Siri’s capabilities have lagged behind those of rivals elsewhere, as well. In tests across 5,000 different questions, it answered accurately 62% of the time, lagging the roughly 90% accuracy rate of Google Assistant and Amazon’s Alexa, according to Stone Temple, a digital marketing firm.

A separate study by Loup Ventures, a market-research firm, shows Siri performs better than rivals on core iPhone functions, so-called command-related queries — making calendar appointments, placing phone calls, sending text messages — but doesn’t do as well answering questions accurately from the web.

Apple has tried to close the gap through acquisitions. In 2015, it purchased VocalIQ, a Cambridge, England-based startup that designed a system to improve a virtual assistant’s conversational ability.

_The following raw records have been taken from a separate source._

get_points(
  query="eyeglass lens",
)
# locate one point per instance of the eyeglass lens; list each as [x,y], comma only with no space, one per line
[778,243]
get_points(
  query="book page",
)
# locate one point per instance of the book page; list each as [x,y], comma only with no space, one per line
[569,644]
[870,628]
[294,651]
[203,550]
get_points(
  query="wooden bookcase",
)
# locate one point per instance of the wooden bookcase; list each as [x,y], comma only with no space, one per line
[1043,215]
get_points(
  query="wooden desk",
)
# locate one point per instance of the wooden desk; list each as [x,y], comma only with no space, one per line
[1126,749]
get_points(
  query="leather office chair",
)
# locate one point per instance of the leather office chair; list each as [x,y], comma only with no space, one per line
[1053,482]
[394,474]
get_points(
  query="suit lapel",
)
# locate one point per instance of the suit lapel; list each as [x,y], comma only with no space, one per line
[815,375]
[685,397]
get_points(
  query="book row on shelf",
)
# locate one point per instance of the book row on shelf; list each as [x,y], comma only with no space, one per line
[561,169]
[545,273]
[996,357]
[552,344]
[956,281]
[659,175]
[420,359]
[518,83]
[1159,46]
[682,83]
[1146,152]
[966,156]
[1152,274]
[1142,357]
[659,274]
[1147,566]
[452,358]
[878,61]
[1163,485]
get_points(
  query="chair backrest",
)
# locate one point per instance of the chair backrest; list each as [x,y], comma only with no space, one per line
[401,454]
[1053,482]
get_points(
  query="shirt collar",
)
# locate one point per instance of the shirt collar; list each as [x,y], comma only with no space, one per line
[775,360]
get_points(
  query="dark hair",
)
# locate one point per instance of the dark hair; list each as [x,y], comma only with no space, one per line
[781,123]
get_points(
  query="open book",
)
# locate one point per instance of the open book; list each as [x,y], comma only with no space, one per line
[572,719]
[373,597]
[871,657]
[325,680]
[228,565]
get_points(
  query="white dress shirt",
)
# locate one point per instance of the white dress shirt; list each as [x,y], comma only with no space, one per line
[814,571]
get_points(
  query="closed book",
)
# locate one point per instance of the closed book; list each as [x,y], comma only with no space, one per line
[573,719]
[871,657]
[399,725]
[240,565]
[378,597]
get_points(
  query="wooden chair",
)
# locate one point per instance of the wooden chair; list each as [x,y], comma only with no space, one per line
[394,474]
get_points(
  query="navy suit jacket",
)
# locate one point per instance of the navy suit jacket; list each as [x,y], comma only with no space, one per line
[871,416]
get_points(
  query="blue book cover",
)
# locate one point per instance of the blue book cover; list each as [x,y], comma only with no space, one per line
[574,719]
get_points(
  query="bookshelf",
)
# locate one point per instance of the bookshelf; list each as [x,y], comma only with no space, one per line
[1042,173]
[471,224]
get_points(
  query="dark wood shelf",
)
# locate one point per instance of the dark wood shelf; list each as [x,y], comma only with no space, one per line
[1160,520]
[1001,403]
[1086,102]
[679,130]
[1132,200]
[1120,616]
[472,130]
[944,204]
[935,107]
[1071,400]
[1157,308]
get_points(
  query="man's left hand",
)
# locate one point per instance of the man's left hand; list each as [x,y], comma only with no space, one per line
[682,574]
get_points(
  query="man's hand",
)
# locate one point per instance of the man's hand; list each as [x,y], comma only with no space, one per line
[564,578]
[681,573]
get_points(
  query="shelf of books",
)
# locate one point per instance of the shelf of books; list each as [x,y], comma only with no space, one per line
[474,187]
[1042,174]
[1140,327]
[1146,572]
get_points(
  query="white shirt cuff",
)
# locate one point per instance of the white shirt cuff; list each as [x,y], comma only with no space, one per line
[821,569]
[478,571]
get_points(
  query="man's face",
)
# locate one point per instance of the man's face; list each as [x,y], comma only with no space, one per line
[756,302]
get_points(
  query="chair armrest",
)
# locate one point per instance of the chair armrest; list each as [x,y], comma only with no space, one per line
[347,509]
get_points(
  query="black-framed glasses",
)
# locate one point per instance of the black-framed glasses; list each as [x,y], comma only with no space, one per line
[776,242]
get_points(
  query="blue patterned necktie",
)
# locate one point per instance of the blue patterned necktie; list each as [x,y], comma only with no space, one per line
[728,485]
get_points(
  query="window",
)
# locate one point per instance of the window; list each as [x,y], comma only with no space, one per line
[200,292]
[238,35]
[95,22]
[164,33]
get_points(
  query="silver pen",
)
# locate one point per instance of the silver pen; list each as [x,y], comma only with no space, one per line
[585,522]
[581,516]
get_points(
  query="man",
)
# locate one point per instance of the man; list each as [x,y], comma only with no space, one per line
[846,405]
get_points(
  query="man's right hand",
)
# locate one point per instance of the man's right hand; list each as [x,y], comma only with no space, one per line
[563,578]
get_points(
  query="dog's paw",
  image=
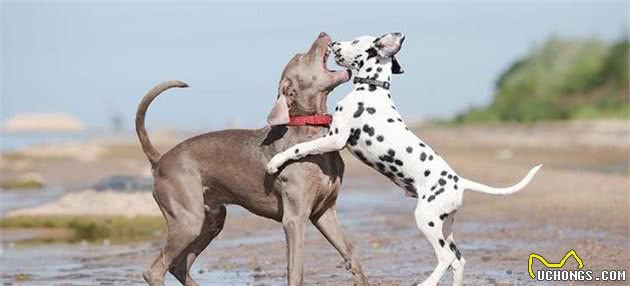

It’s not the inability for Siri to process complex conversational queries that worries me; it’s Siri’s lack of rudimentary contextual understanding. A simple example: Tuesday night, at about 11:00, I asked Siri on my Watch “is it going to rain tomorrow?”; Siri responded by displaying a ten-day forecast. This is wrong for two reasons:

My query was binary, and displaying a forecast does not answer it. Asking the same thing to Siri on my iPhone resulted in a direct answer, so I would expect a yes or no in the more time-constrained context of the Watch.
If I’m asking about what the weather will be like “tomorrow”, it makes far more sense to show me the hourly forecast.

My second objection is, I admit, subjective — a couple of people replied to my tweet asking why the hourly forecast would make sense if no rain is expected. But I think the use of “tomorrow” should supersede that and show me a more fine-grained forecast.¹

My first objection, though, seems entirely obvious to me: I’m asking a question, and it should provide an answer. I think it’s fair to limit that expectation to avoid Google’s “one true answer” problem, but this is a question already answered on the iPhone in plain terms.

This is just one example; I’m sure you can think of your own instances of baffling inconsistencies and total disobedience. My experiences with Siri over the years have been mixed, and it’s stuff like this that drives me up the wall. I would love if Siri could start understanding more complex and nuanced questions; I can’t understand why, nearly six years later, it fails to do the right thing with the most basic kinds of queries.

I also think that the hourly forecast should begin at the time I’m usually awake instead of midnight. Siri knows what time my alarm is set for, and I use a sleep tracking app that feeds into HealthKit, so it has more than enough entirely local information to be able to figure that out. ↥︎